At last. The Committee of Vice Chancellors and Principals has this week sent to the Secretary of State for Education and Employment its proposals for a single quality assurance agency for higher education.
These outline proposals have the essential characteristics of a system capable of improving quality in higher education: internal subject/programme review, regular institutional audit and an agency which is not owned and controlled by those who distribute the money. They also have the characteristics required for public credibility: the proposed agency will not be the secret enclave of the institutions or the funders but an independent agency with representation from Government, funding councils, professional associations and others. Its reports are to be publicly available. The proposed agency's remit is to run wider than those activities funded by the funding councils. It is expected to grapple with the vexed question of standards. And perhaps most important it is expected to be up and running by the beginning of 1997: a much more business-like timetable than that proposed by the Higher Education Funding Council for England.
It has taken an unconscionably long time but it seems that the CVCP has now woken up to its responsibility to fight for the universities' freedom from detailed government control. Now that it has taken the initiative there will be much work to be done.

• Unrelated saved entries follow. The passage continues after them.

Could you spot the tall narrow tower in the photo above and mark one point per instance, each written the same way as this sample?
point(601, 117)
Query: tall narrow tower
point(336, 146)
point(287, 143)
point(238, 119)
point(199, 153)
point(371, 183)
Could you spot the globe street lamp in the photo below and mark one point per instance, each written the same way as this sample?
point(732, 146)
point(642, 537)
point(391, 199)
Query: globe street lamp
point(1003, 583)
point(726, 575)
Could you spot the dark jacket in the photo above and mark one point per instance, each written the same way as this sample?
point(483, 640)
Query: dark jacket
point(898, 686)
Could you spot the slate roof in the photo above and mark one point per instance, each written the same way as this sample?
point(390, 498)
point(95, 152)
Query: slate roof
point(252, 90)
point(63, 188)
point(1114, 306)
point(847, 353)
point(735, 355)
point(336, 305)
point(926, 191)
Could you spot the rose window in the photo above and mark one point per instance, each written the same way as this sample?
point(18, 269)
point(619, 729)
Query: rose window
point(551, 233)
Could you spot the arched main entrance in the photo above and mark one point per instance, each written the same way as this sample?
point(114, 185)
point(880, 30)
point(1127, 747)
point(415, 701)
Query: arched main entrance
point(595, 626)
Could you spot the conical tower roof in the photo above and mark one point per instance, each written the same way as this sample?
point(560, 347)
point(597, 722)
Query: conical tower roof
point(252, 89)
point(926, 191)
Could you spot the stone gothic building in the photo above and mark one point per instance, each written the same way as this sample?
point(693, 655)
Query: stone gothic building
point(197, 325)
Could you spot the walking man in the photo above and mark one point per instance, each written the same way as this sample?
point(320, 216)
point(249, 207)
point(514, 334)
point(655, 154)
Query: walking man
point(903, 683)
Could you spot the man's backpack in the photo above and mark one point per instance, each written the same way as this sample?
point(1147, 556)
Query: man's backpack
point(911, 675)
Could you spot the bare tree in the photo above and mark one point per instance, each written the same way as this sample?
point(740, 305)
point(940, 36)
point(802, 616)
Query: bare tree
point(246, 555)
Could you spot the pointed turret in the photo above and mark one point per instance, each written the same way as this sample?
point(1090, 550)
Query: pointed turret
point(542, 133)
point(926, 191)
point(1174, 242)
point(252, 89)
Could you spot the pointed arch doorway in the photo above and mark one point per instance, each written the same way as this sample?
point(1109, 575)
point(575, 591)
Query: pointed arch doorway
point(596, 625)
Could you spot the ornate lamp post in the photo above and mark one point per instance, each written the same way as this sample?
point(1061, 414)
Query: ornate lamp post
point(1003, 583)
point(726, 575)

There is, for example, nothing in this week's proposals about who should pay for the new agency nor who should appoint its chairman and members and, though there are expressions of hope that the agency may become United Kingdom wide, the planning for such integration has a long way to go.
It will be for the incoming CVCP chairman, Gareth Roberts, to drive forward the planning. The group he is establishing is large and may therefore be unwieldy. It includes, doubtless for diplomatic reasons, those who have had such difficulty in recent months reaching this week's position. He will need to be firm if the work begun this week is to be brought to a satisfactory conclusion. At least the initiative is now in the right hands.